A year ago, WTAE-TV reported that Mr. Edelstein was giving the URA and the Bureau of Building Inspection sharply different estimates on the cost of his facade work. The reports generated a city controller's office audit. (P-G, Rich Lord)
So we're still waiting. It's been a little over a year.
The URA had required that Streetface grants be based on three bids from registered contractors. In recent years, it dropped that requirement for developers that use what Ms. Straussman called "their own contracting companies."
It seems like most of the dubious transactions must have taken place before Pat Ford's reign of terror at the URA, and before his wife Alecia Sirk's spokespersonly reign of terror at Streetface -- correct? -- despite the fact that Edelstein is another anointed "best friend" of Ford. (Maybe that's just how Ford describes people?)
The recent policy changes at the URA outlined in this article clearly point to an increase in the likelihood of government waste. The whining about having to pay "prevailing wages" is a whole 'nother political issue on top of that one.
We just can't get over how good this Ruth Ann Daily column is. (P-G, Ruth Ann Daily)
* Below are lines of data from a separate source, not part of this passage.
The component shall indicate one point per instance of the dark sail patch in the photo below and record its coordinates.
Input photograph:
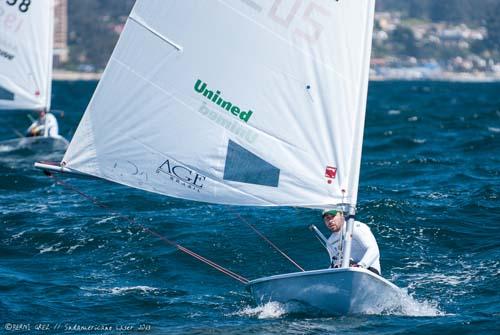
(245, 167)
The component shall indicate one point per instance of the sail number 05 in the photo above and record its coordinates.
(23, 7)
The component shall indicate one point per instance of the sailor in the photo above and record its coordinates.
(46, 125)
(364, 248)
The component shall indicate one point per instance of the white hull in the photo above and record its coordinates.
(334, 291)
(37, 143)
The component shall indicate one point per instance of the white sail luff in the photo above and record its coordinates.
(26, 50)
(227, 103)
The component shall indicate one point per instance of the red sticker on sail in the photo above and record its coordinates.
(330, 173)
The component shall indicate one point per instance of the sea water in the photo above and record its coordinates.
(429, 190)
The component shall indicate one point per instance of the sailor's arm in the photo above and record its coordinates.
(366, 238)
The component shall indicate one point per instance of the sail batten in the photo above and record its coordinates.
(261, 111)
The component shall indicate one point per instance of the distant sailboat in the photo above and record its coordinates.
(26, 51)
(241, 103)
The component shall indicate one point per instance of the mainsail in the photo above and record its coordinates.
(26, 41)
(243, 102)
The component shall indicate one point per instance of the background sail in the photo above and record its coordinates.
(26, 42)
(237, 102)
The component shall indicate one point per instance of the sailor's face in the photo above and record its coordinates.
(334, 222)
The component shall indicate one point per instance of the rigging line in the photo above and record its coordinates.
(270, 243)
(187, 251)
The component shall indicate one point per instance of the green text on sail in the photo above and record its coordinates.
(201, 87)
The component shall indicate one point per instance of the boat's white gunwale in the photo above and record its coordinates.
(319, 272)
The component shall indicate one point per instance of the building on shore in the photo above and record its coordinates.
(61, 51)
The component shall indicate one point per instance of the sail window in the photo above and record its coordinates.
(245, 167)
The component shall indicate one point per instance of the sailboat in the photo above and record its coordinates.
(255, 103)
(26, 51)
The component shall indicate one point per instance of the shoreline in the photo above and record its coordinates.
(64, 75)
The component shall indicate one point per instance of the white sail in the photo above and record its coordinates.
(243, 102)
(26, 40)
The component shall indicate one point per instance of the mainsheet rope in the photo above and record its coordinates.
(132, 221)
(270, 243)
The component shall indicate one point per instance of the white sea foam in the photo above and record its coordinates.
(419, 140)
(409, 306)
(271, 310)
(53, 248)
(119, 290)
(106, 219)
Honestly, we're like, numb.
While "there's a master plan showing the footprints" of all the longed-for developments, says Stadium Authority Executive Director Mary Conturo, "no schematic drawing" of what a finished North Shore might look like has been produced. Not many of us are very good at extrapolating a finished visual from a mere blueprint -- not even some pros. For instance, the artist's rendering of Continental's contested amphitheater-and-hotel proposal shows a building of uncertain height apparently situated in a meadow surrounded by old-growth trees.
Oh, you know. Shiny buildings. Benches. Children holding parents' hands, eating ice cream. At nighttime, it will glow brightly.
Seriously. Now that the land is once again ours to control, why not figure out what we most want to do with it? Even if the answer does turn out to be, "sell it to the highest bidder and let the Adam Smith's invisible hand fulfill our wildest dreams", how about we shop around for that highest -- or best -- bid?
In regards to Schenley High School, the "spend money on kids not bricks" argument just got a whole lot thinner.
Vivian Loftness is university professor of architecture at Carnegie Mellon University, where she served as head of the School of Architecture from 1994 to 2004. (P-G, Vivian Loftness)
She praises the building for natural lighting, high ceilings, good natural ventilation, thoughtful social settings -- a demonstrably positive place to learn.
This reminds us of some reform notions put forward by the first wave of Save Schenley activists -- if the District wants to improve performance, why not take advantage of free federal government programs to serve a breakfast of fresh vegetables everyday, which has shown to increase performance by so-and-so percent?
It's as though the efforts of the administrators are less about educating children, and more about marketing the District. Which is ironic, because something like Schenley can be hugely marketable.
Once asbestos is abated, the solid materials and craftsmanship in the Schenley High School building will ensure that maintenance, replacement and repair costs are lower than all newer schools with less durable construction.
"Abated" is a key word. The industry standard of asbestos encapsulation would be less costly and every bit as safe as a ponderous removal program -- that's why it's the industry standard. Take that lower figure ($40-$50 million), and try to shave some more frills off the renovations (does that still include air conditioning? Why, in my day...), and then finally look for some creative funding sources.
That way we get a lot closer to a School District we really want -- one that is financially responsible, and that also offers the best of what a first-class city ever had to offer.
Is Penguins Bannergate still leaving a bad taste in your mouth? This is an issue worthy of every Pittsburgher's consideration.